O que me chamou a atenção para ler Tua foi sua premissa simples. Uma traição, uma mulher convicta de que às vezes isso pode ser normal, e que vive sob as aparências de uma família perfeita. Em nenhum momento é prometido uma reviravolta de tirar o fôlego, e nem precisaria, pois quer surpresa melhor do que lidar com os sentimentos humanos inatos dentro de uma trama que os expõem tão claramente?
Inés é quase uma personagem cômica, não por ser engraçada, mas por ser tão ingênua (ou não) e maquiar um mundo de fantasia próprio. Porém essa faixa de comicidade cai aos poucos, dando vasão a uma mulher inteligente, e capaz de tudo para blindar sua família e apagar as possíveis manchas que queriam aparecer sobre essa superfície de perfeição que ela mantém tão bem. A filha adolescente também enfrenta certo drama, uma morte inesperada, o marido com jeitinho inocente, ou simplesmente manipulador? E a Tua...
Definitivamente Piñeiro compôs seus personagens com muitas faces, e mesmo que suas atitudes algumas vezes nos surpreendam, essa sensação logo passa, como se pudéssemos esperar isso, entendem? Como no dia a dia em que às vezes nos surpreendemos com algumas ações, mas de certa já a esperávamos. Muitas vezes humanos podem ser totalmente previsíveis mesmo em suas imprevisibilidades.
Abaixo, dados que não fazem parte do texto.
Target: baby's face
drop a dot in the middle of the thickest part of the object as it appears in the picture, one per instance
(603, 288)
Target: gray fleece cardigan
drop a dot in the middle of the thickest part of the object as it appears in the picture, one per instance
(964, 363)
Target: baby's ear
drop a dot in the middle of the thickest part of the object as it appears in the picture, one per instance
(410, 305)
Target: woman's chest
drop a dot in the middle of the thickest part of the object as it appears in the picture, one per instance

Aos poucos o jogo vai virando, a emoção e a razão em pequenos detalhes se conflitando. É um suspense psicológico tão envolvente, que não há como não sentir certo medo ou ficar apreensivo sobre qual seria o próximo passo de cada personagem. Como em um jogo a autora os conduz em seu tabuleiro de vidro, com cada movimento calculado, e cada mente com um objetivo, enquanto aos poucos o chão se racha.
Tua é como uma saliva que se acumula na gargante e não desce, é aquela tosse presa, um fiapo no lugar errado, é a realidade que incomoda. Um suspense com um toque feminino, em que as emoções humanas lançam suas cartas em um enredo bem estruturado, regado a um humor que arrepia pela sua acidez, mesmo que este se apresente como uma camada delicada.
O desfecho foi real, nada muito fora do normal, porém são nas últimas linhas que o suspense se encerra com chave de ouro, e a meu ver em duas ou três palavras conseguem definir implicitamente tudo que este livro quis passar. Para quem gosta de livros que conseguem traspor a alma humana em histórias amargas e desnuda uma sociedade baseada em aparências, Tua é perfeito. Um suspense mais que recomendado, pois envolve e deixa o gostinho de um tapa na cara dado por uma mão enluvada.